Mis à jour le par Olivier Vilain
Chaque année, près de 300.000 femmes sont victimes de violences physiques ou sexuelles de la part de leur conjoint ou de leur ex. Un nombre encore supérieur souffrent de violences psychologiques.

Elles font face. Les femmes mises à l’abri à l’Asfad, à Rennes, renouent avec la vie. Aux côtés des professionnels qui les entourent, le Secours populaire apporte son soutien matériel à un processus long et douloureux.

« Merci beaucoup », dit Marie* en refermant son grand sac sur les paquets de pâtes, les boîtes de thon, les desserts qu’elle vient de choisir à la distribution alimentaire organisée par le Secours populaire au centre social du Cleunay, un quartier populaire de Rennes. Dehors, pendant deux bonnes heures, la file ne désemplit pas.
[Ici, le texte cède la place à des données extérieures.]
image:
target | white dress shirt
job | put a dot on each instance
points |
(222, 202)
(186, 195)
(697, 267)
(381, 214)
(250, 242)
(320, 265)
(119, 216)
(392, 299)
Venue avec ses deux fils de 3 et 5 ans, elle finit son circuit devant le stand de Dominique, bénévole, qui a fixé une grande table, entre deux arbres, sur laquelle il a disposé des cagettes d’oranges gorgées de jus, de cédrats à la peau granuleuse, des bottes de carottes avec leurs longues fanes, sans oublier de superbes batavias. Une explosion de couleurs. « Tout est bio », dit-il fièrement alors qu’en contrebas les rires des enfants qui jouent dans la cour de la halte-garderie montent jusqu’à lui.
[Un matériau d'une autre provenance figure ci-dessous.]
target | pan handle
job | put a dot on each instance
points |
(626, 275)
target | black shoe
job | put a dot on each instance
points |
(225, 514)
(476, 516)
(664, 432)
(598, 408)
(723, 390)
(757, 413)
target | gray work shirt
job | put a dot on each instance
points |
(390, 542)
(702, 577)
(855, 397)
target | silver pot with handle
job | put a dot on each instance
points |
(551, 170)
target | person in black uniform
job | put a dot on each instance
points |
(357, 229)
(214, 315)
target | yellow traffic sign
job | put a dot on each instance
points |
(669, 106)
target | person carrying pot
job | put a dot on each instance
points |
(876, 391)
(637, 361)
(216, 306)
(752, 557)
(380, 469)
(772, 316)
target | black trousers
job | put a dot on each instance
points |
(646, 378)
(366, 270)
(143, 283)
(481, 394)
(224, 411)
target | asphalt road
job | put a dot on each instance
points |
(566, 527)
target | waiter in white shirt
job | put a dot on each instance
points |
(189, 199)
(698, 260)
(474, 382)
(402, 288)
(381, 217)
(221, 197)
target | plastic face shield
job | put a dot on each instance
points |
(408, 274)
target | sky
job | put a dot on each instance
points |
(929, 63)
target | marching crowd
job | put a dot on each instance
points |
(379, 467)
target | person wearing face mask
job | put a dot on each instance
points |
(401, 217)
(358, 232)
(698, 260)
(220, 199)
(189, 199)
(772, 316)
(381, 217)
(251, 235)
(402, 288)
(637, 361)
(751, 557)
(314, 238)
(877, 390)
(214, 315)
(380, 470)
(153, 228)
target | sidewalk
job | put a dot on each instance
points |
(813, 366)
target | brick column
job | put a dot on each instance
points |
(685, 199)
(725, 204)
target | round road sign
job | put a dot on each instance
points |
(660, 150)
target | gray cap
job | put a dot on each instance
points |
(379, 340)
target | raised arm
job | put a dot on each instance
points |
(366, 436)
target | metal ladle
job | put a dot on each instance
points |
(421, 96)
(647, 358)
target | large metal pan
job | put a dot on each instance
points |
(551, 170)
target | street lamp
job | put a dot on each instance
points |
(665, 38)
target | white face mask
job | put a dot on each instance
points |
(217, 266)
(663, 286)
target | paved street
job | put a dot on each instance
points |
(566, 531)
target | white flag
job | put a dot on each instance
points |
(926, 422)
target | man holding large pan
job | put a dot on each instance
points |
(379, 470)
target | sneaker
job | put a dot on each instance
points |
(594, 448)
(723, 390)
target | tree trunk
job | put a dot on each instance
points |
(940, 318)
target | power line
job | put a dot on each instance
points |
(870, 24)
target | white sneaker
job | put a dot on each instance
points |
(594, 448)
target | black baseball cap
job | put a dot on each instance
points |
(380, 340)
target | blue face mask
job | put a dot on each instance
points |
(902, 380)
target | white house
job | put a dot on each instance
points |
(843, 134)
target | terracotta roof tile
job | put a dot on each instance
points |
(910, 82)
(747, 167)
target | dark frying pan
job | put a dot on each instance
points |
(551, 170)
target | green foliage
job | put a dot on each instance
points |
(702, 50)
Un lieu d’hébergement pour être à l’abri

« Tous les mois, nous venons en camion, dans différents quartiers, pour rapprocher les distributions alimentaires des gens, explique Jean-Marie, membre du secrétariat départemental du Secours populaire. Ce mardi, nous avons donné rendez-vous à 130 familles au siège de la fédération d’Ille-et-Vilaine et à 40 autres ici. »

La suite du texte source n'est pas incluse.